An initial decision and any final decision must include findings and conclusions with the reasons or bases for them on all issues presented, and the terms and conditions of the rule or order made. See 1905.41(a)(2) and its subparts 1905.41(a)(2)(i) and 1905.41(a)(2)(ii).

Under 1905.41(a)(3), how must parties be notified of an initial decision and a final decision?

A copy of both the initial decision and any final decision must be served on each party. The service requirement is stated in 1905.41(a)(3).

Under 1905.41(b), when must the hearing examiner hold an evidentiary hearing?

The hearing examiner must set the case for an evidentiary hearing when a genuine material question of fact is raised; in any other case the examiner may also set a hearing at their discretion. This rule is in 1905.41(b) and such hearings follow the procedures in Subpart C of Part 1905 (1905).

Under 1905.41, what should a party demonstrate to persuade the hearing examiner that there is "no genuine issue of material fact"?

A party should show that the essential facts on which the decision turns are not in dispute so the hearing examiner can decide without further fact-finding. The standard for issuing a summary decision when no genuine issue of material fact is raised is set out in 1905.41(a).

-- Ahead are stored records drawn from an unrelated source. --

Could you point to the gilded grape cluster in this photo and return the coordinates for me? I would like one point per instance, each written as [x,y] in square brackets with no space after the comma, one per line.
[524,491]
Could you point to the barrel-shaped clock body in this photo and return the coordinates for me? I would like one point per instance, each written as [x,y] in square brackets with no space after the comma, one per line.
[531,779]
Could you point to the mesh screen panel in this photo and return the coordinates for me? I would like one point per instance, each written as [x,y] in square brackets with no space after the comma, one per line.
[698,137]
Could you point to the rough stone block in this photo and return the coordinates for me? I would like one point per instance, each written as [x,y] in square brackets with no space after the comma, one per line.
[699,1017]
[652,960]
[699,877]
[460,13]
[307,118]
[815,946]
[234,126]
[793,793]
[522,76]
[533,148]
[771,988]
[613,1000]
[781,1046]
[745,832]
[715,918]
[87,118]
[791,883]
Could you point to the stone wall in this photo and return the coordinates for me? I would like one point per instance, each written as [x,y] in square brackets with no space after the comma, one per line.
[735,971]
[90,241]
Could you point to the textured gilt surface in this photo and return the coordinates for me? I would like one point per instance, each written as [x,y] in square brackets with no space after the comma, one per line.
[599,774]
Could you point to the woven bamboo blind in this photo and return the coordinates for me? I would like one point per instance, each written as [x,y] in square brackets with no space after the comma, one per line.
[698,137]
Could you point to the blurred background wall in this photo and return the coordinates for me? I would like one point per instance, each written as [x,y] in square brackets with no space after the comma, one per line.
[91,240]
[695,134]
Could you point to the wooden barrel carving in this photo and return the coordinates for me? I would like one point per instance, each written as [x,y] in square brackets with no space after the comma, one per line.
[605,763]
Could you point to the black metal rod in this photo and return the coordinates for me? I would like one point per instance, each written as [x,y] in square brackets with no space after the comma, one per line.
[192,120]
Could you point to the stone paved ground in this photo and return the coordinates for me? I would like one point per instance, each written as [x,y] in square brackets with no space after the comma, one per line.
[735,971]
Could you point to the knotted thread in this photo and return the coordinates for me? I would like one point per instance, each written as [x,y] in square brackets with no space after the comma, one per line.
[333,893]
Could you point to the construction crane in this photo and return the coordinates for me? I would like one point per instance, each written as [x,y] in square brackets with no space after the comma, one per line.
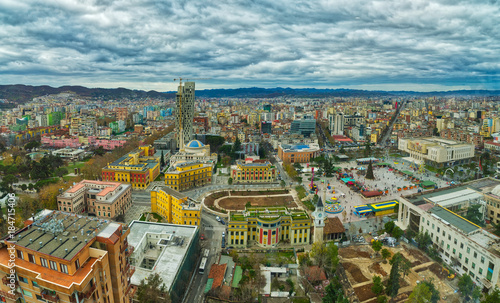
[181,90]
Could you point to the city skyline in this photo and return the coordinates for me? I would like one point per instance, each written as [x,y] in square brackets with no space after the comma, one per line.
[390,45]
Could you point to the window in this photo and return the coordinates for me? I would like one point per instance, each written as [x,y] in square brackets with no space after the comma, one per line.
[53,265]
[64,268]
[44,262]
[27,293]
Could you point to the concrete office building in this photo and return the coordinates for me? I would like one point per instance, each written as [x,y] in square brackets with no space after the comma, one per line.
[169,250]
[303,127]
[437,152]
[184,113]
[465,246]
[103,199]
[62,257]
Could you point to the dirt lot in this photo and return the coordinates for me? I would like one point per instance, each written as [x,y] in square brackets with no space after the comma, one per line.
[259,193]
[355,272]
[355,252]
[361,268]
[238,203]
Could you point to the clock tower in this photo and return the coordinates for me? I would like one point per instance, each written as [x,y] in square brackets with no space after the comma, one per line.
[319,221]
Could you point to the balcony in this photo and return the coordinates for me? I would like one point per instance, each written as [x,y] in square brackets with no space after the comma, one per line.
[89,292]
[72,299]
[129,250]
[6,281]
[50,295]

Under Part 1905, can summary decision procedures be applied to requests for variances?

Yes, the summary decision procedures in Part 1905 can apply to variance proceedings where no genuine issue of material fact exists; the Part 1905 rules govern variance applications and decision procedures. See 1905 and note that OSHA's letters discussing variances refer parties to Part 1905 procedures (for example, see the letter about variances for carrying loads over people which references Part 1905 rules: 1999-03-24 variance letter).

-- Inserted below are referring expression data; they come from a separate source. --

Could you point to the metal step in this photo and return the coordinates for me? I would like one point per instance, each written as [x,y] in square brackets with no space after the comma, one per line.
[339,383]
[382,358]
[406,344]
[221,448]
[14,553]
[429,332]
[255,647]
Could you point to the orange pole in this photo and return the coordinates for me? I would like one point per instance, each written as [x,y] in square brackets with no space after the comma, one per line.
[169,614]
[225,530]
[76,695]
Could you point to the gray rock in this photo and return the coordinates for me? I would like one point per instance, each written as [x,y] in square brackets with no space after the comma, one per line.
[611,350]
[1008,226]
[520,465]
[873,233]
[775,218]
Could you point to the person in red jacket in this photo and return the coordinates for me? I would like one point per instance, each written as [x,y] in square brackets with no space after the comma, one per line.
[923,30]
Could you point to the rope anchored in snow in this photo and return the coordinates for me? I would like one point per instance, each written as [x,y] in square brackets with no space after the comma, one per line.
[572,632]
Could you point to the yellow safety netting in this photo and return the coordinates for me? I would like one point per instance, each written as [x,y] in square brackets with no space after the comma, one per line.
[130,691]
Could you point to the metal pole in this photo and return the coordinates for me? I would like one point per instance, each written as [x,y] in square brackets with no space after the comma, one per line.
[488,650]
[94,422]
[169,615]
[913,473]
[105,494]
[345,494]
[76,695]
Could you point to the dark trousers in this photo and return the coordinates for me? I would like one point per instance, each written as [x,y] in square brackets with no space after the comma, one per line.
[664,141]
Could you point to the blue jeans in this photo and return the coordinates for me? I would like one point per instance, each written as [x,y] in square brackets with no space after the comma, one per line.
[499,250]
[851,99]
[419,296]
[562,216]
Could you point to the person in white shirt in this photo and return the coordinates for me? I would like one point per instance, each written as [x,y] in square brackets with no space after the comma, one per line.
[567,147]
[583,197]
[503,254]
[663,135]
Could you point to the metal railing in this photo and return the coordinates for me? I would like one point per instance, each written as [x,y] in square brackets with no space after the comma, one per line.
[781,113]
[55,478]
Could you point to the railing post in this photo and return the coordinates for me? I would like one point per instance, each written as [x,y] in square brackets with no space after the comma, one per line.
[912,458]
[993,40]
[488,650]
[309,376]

Under Part 1905 and related letters of interpretation, what information should an applicant include in a variance application to meet Part 1905 expectations?

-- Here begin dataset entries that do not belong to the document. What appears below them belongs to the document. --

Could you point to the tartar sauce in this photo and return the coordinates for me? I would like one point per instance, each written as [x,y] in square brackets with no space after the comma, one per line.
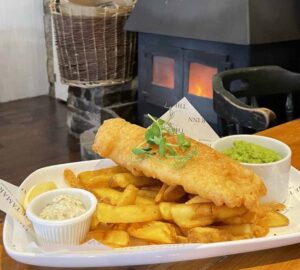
[62,207]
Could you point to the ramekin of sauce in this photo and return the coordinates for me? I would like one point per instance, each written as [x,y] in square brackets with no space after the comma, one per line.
[267,157]
[62,216]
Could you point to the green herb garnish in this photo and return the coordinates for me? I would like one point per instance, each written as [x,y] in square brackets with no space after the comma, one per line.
[156,143]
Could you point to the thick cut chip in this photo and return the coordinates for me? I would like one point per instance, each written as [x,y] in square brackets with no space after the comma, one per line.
[224,212]
[192,215]
[124,179]
[128,196]
[127,214]
[155,232]
[173,194]
[91,179]
[197,199]
[112,196]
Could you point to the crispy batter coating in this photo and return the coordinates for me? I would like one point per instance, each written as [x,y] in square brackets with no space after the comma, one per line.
[210,174]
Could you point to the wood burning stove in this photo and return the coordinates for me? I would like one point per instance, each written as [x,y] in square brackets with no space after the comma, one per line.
[182,44]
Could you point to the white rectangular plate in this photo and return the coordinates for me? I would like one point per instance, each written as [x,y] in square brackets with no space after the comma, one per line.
[15,245]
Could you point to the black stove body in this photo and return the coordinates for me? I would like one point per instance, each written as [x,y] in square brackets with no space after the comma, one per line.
[182,44]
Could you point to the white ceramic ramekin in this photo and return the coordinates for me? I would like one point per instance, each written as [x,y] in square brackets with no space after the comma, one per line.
[69,231]
[275,174]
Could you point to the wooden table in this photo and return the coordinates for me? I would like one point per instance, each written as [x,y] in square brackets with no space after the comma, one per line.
[276,259]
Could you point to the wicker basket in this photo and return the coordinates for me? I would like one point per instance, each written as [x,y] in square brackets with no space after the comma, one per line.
[92,47]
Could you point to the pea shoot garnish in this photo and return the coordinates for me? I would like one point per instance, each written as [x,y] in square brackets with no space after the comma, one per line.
[161,139]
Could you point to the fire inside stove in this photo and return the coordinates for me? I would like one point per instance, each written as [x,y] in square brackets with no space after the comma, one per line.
[163,71]
[200,76]
[200,80]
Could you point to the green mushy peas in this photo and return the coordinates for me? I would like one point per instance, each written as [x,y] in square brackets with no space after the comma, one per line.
[251,153]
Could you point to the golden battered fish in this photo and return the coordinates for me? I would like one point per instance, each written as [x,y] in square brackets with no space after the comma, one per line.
[209,174]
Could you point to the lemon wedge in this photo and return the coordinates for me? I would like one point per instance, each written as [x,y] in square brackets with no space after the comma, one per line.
[37,190]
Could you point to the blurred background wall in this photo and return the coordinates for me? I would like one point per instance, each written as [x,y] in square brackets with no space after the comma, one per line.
[23,69]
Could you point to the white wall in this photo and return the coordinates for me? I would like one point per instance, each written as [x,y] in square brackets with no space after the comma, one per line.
[22,50]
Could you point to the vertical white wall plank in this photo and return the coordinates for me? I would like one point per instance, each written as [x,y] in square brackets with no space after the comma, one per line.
[22,50]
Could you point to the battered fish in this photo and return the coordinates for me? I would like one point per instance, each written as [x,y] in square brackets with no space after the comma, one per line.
[209,174]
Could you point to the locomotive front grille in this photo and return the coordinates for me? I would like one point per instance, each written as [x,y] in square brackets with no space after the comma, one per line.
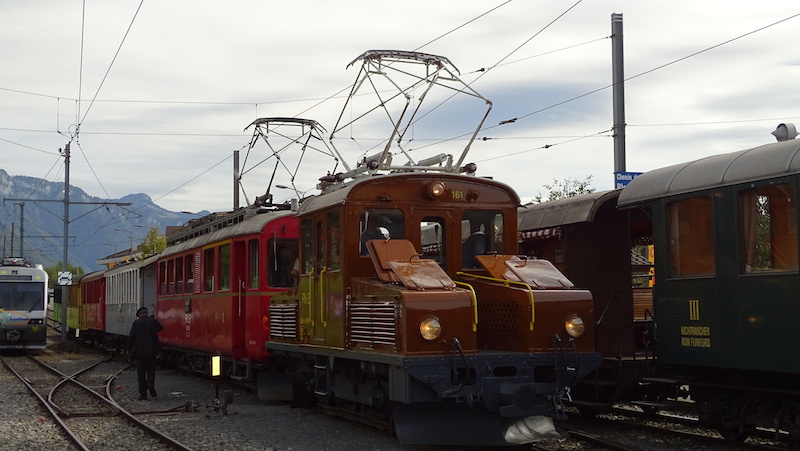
[283,320]
[499,324]
[373,323]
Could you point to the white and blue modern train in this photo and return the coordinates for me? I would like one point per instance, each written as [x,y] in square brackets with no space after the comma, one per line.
[23,304]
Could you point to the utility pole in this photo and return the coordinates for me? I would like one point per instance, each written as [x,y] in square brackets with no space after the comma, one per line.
[21,229]
[65,277]
[64,265]
[618,92]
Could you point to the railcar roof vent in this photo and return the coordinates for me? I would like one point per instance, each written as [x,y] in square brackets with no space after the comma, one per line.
[785,132]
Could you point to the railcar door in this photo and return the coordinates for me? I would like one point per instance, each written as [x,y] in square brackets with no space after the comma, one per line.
[318,279]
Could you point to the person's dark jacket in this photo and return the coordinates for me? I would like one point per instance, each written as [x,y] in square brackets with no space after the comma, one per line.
[142,340]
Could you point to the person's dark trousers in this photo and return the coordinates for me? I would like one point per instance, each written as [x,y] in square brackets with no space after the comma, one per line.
[146,371]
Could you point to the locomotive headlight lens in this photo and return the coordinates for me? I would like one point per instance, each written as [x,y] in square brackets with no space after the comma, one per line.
[430,329]
[436,189]
[575,326]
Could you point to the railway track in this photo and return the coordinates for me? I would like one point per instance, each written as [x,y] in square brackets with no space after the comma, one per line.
[77,397]
[624,430]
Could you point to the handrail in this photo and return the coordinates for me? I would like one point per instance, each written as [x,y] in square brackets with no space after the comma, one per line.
[506,283]
[474,303]
[322,296]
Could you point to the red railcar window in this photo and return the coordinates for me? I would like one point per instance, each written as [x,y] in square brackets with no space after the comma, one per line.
[190,273]
[252,263]
[208,269]
[282,258]
[179,275]
[225,267]
[334,241]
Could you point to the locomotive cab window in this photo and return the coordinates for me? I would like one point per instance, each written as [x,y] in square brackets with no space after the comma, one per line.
[690,229]
[481,233]
[379,224]
[768,228]
[432,236]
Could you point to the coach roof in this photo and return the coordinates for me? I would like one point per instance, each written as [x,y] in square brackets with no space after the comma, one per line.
[763,162]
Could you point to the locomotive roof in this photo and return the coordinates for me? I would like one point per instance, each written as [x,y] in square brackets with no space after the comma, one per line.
[568,210]
[338,195]
[252,224]
[758,163]
[131,265]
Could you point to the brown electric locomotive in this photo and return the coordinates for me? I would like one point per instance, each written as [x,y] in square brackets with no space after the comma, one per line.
[412,308]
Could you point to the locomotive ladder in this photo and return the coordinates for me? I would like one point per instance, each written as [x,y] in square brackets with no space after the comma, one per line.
[321,375]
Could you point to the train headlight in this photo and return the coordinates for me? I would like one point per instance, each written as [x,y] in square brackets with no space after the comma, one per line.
[575,326]
[430,328]
[435,189]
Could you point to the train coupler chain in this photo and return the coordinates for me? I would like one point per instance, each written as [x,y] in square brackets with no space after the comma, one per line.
[456,350]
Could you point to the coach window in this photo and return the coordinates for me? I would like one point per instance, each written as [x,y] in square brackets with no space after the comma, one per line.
[190,274]
[768,229]
[432,233]
[162,278]
[171,277]
[208,269]
[179,275]
[225,267]
[690,229]
[379,224]
[252,263]
[481,233]
[334,241]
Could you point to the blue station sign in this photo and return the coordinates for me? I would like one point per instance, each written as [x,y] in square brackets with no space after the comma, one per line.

An applicant should explain how the proposed conditions, practices, methods, or processes will provide employment and places of employment that are as safe and healthful as those required by the standard from which a variance is sought. OSHA references this requirement in its variance guidance and letters discussing variance applications; see 1905 and the memorandum about a variance request which cites the need for this showing (for example, 1995-09-18 variance memorandum).

Under 1905.41(a)(2)(ii), what does it mean that a decision must state "the terms and conditions of the rule or order made"?

It means the decision must clearly list the specific requirements, obligations, or limitations imposed by the examiner's ruling so parties know exactly what is ordered or required. This content requirement is set out in 1905.41(a)(2)(ii).

Under 1905.41(b), if a genuine material question of fact is raised, can the hearing examiner ever avoid holding an evidentiary hearing?

No—when a genuine material question of fact is raised the examiner must set the case for an evidentiary hearing; the examiner has discretion to set a hearing in other cases but not when such a factual dispute exists. See 1905.41(b).

Under 1905.41(a)(1), what is the process for objections to exceptions once exceptions are filed?

If exceptions to an initial decision are filed, the hearing examiner fixes a time for any party to file objections to those exceptions and any supporting reasons; the Assistant Secretary then reviews exceptions, briefs, and objections before issuing a final decision. See 1905.41(a)(1).

Under 1905.41, can an initial decision become final without further review by the Assistant Secretary?

Yes—if no party files written exceptions within 20 days after service of the initial decision, the initial decision becomes final without further review, per 1905.41(a)(1).